The first step, is cleaning the gasket area really well to remove any oil residue. I used carb cleaner. If you are not sure of the oil weeping source, the area can be cleaned and the car driven for awhile to find the oil weeping starting point along the gasket. After the area is clean, use a X-acto knife with a #11 blade and cut the gasket at a 45 degree inward angle along the lower edge of the intake manifold. Remove the cut gasket parts. Then heat the tip of the X-acto blade and bent the last 3/16 " of the tip at an 45 degree angle. With the bent tip, cut from the block side up into the gasket at a 45 degree angle. Remove the cut gasket parts and scrape away any old sealer from the newly exposed edge of the block and intake manifold (actually the lower side of the splash pan edge). Clean the area again and let dry. I used carb cleaner. After dry, mask along the lower vertical area of the intake manifold and the block next to the area to be filled. I used blue masking tape.
I used Permatex Ultra Black RTV silicone PX #82180 that has maximum oil resistance to fill the cutaway area. Work the RTV into the cutaway area with tooth pick to make sure it is in good contact with the gasket, intake manifold and block, and filled the open area completely without air gaps. Then using a flat blade, smooth the RTV along the fill area so it is flush with the vertical line of the back edge of the intake manifold. This gets messy, but the masking tape protects the areas that you do not want covered with RTV. After the area is smooth and before the RTV starts to cure, remove the masking tape resulting in a clean sharp edges along the fill. Let the RTV cure for 24 hours before running engine.

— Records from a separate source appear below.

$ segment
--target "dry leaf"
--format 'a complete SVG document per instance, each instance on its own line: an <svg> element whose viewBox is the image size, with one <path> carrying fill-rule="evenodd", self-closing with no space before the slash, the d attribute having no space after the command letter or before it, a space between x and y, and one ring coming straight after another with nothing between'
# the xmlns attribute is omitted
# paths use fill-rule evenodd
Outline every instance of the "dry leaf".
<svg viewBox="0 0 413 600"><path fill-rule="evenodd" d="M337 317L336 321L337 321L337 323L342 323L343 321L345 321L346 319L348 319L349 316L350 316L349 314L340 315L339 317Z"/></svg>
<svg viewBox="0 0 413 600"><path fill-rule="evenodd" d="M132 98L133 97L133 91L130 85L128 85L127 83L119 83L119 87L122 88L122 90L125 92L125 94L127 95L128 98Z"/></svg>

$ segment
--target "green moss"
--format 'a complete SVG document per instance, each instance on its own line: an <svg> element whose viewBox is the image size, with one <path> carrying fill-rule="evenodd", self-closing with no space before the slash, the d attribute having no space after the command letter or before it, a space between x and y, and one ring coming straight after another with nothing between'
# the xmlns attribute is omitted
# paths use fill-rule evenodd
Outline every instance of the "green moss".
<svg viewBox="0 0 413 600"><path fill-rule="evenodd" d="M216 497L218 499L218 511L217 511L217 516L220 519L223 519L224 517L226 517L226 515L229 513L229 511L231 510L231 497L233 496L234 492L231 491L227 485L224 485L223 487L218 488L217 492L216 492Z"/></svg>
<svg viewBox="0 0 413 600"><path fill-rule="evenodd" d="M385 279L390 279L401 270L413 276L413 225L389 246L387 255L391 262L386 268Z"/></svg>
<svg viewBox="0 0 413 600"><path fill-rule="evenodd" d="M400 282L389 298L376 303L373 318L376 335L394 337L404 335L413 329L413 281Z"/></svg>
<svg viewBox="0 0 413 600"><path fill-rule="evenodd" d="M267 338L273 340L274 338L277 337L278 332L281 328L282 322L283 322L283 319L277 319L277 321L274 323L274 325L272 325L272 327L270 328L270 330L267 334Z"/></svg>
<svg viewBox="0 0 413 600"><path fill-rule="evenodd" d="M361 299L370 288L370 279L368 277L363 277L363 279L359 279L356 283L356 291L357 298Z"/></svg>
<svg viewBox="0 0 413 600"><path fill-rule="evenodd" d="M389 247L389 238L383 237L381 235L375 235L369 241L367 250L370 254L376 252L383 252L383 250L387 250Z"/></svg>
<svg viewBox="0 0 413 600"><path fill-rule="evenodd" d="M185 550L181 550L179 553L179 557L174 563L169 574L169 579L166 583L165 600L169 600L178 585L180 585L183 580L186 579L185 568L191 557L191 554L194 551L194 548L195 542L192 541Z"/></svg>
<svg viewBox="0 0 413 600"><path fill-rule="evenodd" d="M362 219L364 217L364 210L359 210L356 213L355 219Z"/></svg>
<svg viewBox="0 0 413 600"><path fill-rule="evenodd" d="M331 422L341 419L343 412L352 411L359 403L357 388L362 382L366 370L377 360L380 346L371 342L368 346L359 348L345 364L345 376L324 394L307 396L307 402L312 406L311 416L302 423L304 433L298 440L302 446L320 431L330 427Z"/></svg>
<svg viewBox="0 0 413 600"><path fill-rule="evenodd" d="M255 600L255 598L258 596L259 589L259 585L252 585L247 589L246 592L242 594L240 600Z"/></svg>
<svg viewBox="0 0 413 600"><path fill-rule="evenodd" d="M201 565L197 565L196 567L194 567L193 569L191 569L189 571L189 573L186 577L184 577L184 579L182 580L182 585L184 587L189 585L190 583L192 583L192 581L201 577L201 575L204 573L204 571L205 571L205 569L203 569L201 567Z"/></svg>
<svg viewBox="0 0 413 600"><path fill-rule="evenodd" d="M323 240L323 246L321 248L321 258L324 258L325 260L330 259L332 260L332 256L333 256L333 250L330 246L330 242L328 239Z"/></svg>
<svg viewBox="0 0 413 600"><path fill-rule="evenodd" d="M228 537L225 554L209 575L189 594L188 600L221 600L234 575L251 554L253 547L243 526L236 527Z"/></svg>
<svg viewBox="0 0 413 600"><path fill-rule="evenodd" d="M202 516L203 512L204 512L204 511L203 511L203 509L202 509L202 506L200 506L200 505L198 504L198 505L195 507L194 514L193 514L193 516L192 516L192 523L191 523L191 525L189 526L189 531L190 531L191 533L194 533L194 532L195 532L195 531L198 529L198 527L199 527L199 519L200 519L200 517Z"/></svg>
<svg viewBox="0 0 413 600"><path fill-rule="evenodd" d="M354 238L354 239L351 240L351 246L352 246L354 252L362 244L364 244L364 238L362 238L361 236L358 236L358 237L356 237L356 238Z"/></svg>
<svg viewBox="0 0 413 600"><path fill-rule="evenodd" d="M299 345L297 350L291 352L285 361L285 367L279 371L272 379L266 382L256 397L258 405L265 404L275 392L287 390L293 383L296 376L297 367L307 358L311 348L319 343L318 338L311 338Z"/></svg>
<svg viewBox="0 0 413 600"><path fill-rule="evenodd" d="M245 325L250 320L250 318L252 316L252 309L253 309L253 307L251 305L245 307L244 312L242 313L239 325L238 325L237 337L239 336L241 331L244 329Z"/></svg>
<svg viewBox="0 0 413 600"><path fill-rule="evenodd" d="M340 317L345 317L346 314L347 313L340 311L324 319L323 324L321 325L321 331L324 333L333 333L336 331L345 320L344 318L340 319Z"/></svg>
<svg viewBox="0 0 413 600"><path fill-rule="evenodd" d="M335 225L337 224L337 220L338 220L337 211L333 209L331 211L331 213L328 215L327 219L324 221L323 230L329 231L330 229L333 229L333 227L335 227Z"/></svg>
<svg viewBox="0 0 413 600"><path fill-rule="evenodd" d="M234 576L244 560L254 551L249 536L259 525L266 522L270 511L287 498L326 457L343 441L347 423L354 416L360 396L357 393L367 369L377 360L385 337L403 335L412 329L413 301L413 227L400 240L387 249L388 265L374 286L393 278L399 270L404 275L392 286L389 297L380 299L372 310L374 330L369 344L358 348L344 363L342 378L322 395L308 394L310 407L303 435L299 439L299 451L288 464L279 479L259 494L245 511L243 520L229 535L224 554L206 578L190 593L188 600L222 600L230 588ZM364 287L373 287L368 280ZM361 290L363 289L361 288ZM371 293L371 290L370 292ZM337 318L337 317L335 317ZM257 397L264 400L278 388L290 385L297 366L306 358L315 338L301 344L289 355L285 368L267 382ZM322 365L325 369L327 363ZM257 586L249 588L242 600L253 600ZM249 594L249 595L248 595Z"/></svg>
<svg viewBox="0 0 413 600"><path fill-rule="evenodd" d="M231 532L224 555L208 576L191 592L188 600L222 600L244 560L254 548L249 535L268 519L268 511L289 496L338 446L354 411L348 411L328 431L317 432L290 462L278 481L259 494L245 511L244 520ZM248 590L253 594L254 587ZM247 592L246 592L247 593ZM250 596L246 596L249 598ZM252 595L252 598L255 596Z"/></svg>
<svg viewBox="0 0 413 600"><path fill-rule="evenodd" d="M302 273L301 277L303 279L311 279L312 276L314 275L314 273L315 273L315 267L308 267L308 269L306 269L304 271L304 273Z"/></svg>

View of the completed repair. I did the center section that is hidden behind the oil pressure sender as a test area for my repair idea about a year ago. After I was satisfied with the results I recently repaired from the center area all the way over to the right head. For best access, remove the oil pressure sender. So far the repair seems to work really well, looks clean, and saved the time and expense of pulling the intake manifold off.